Tobacco board votes to keep settlement distribution the same
The Kentucky Tobacco Settlement Trust (Phase II) Board voted to base the 2000 Phase II payment on the 1999 data base of active quota owners and growers.
The 2000 distribution will be just like last year where the quota owner will receive one-third of the distribution of funds; the growing farm and the grower/tenant will each also receive one-third of the funds.
Payment pounds for quota owners will be based on the 1999 basic quota, while payment pounds for growing farms and growers/tenants will be based on an average of 1999 marketings and effective quota.
Although payment pounds will be lower than last year due to quota/marketing cuts, the per unit payment will be slightly higher resulting in total 2000 Phase II payments being equal to last year's $114 million distribution (thanks to a shortfall being made up with Phase I dollars).
Specific payment levels will be finalized once the 1999 marketing data are released. John-Mark Hack also announced that T-LAP (federal dollars) will be mailed out between May 1 and May 15. Opportunities will exist after May 15 for those eligible individuals who failed to apply for 1999 Phase II (and thus T-LAP) funds to submit an application for both of these funds.
Also an application process is being developed for dark fire-cured growers to receive T-LAP funds.
Terrazole Labeled for Kentucky Use
According to Dr. William Nesmith, Extension plant pathologist, Terrazole 35 WP was labeled for use in Kentucky as of April 24, 2000.
Terrazole is a very effective tool in the control of Pythium and is superior to Ridomil. Mefenoxam-resistant strains of Pythium and black shank are already present, driven by the illegal use of Ridomil in float systems.
Terrazole will cause some plant injury, even when used at the labeled rate, but that injury should be acceptable. Failure to use Terrazole as labeled (attention to mixing and application details) will result in very severe and unacceptable plant injury. Increased enforcement activities may result from getting this product labeled, because part of the claim of merit was that it will reduce the widespread illegal use of pesticides in float beds.
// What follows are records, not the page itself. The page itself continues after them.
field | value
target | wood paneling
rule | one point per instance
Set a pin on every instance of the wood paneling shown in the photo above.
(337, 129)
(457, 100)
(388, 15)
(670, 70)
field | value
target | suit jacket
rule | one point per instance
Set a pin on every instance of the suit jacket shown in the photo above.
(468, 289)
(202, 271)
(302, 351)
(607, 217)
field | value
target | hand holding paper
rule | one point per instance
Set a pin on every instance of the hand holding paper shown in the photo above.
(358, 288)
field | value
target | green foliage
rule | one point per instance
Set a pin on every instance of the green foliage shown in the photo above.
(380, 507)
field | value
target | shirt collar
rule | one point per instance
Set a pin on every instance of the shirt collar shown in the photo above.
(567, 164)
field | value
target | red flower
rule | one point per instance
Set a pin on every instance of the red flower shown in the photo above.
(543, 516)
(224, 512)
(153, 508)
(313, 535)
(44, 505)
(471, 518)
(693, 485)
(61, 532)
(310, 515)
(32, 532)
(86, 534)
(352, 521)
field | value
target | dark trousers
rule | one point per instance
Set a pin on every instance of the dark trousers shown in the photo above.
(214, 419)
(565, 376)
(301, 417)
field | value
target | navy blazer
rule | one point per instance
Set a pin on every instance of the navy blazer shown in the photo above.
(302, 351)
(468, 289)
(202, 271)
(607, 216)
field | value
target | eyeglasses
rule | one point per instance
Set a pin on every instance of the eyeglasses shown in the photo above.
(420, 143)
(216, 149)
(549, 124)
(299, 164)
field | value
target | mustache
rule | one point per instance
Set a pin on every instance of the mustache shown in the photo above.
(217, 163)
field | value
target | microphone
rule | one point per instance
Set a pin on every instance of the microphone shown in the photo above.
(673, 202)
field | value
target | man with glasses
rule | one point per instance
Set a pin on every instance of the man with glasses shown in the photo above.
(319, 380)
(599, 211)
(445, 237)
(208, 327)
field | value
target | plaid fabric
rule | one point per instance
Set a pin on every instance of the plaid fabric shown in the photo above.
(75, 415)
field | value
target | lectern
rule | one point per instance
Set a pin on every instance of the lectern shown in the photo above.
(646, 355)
Terrazole will not be labeled for food crops. It will be labeled only for float beds (in greenhouses or outside). Use in overhead watered systems and outdoor ground beds will be prohibited due to severe plant injury problems. Because this chemical will be labeled for direct contamination of the float water, the state will be required to have a water disposal plan.
The only acceptable plan was the same as labeled for Orthene already -- use it as transplant water. Because of human safety and health issues, strong educational efforts will be made to keep kids out of that water.
Another major consideration may be the cost. At labeled rates, the cost will be considerably more than present Pythium disease treatment.
Strategy to control cutworms in corn
What strategy should you select to manage cutworms in particular fields? This is not an easy question to answer. It depends upon the available resources and scouting services, equipment for applying cutworm controls (insecticide boxes and sprayers), history of cutworm activity, and risk factors for the particular field.
Monitoring for cutworms and the use of rescue treatments require a dedicated effort. Many producers choose to do this themselves, while others use one of several scouting services to monitor activity.
What is the potential for economic losses to cutworms in a particular field? Incidence of cutworm activity is not completely random. Fields with certain characteristics have a greater potential for activity. Cutworm infestations are governed in large part by crop rotation, late planting, low damp areas of the field that drain poorly, excessive fall and early season weed growth, and the tillage or amount of surface residue.
Because of these factors, strategies for cutworm control need to be developed on a field-by-field basis. Corn planted into sod has a greater potential for cutworm and wireworm activity. Corn following soybeans or wheat and using reduced tillage is also at greater risk for cutworms.
While reduced tillage is encouraged for soil and energy conservation, fields using these practices tend to have higher levels of weeds and decaying organic matter. The increased crop residue and weediness of reduced tillage fields may place these at a higher risk for infestation than conventional tillage fields by encouraging cutworm egg laying.
However, controlling weeds after a cutworm population has become established forces cutworms to feed on the corn seedlings.
Ideally, weed control should be initiated 10 to 14 days prior to planting to reduce cutworm levels.